A few months later, Mariah was volunteering as a soccer coach with LACES, an organization in West Africa that uses soccer as a therapeutic method to help children who have been affected by civil war. An American girl named Laura came out for a special event going on with the LACES group and noticed Alberta and her scars. She began asking questions and asked Mariah if it she could take photos of her granddaughter. "My friends told me not to let her take pictures," Mariah recalls. They thought Americans just wanted pictures of children like Alberta so they could use them to make money. "But, I didn't mind her taking pictures, so I said it was fine."

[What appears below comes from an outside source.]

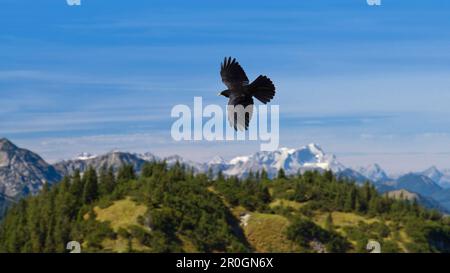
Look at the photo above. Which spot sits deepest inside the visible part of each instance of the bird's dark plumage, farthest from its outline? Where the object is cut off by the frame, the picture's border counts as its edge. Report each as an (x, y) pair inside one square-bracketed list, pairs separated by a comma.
[(241, 93)]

Laura was able to send the pictures to a friend who she thought would be able to help.  In God's providential plan and timing, it turned out that he had previously worked with Mercy Ships and was back on the ship for a visit when she contacted him. He was able to show the pictures to the doctors and not long after, Alberta was on the surgery schedule.

Less than a month later, Alberta and Mariah packed up their stuff and set off for the journey of a lifetime to Sierra Leone. After a fourteen hour car ride to Freetown, Alberta and her Grandma arrived at our "Hope Center," where they would stay until Alberta had surgery.


Alberta pre-operatively on the ship


Three months have passed now since Alberta had her surgery. It has been a long process with a lot of therapies, dressing changes, and even some pain. But, not a day has gone by that I have not seen a smile on that little girl's face.

Alberta in her splint after surgery



There have been many, many dressing changes to her graft and donor sites. But, she is our little all-star. It still amazes me that she sings songs, reads books, and occasionally falls asleep during her dressing changes (some of the other kids still scream!)...One day, we finished reading "Green Eggs and Ham" (which is now her favorite book thanks to her favorite storyteller Beyonce :) and she got down from her dressing change saying "Thank you, thank you Sam I am" to Todd, one of our wound care nurses. It warmed my heart and brought a smile to my face.






While Alberta's wound healing has been slow and her hospital stay has been one of the longest out of our last group of plastics patients, she is finally on the verge of finishing her treatment! Her arms and shoulders are all healed up and she can finally move her arms in all directions. Every time she stretches out those little arms to wrap them around me with a big hug, I can't help but smile and thank God for bringing Alberta to us. He had a plan for her all along and I know He still has amazing things in store for her life!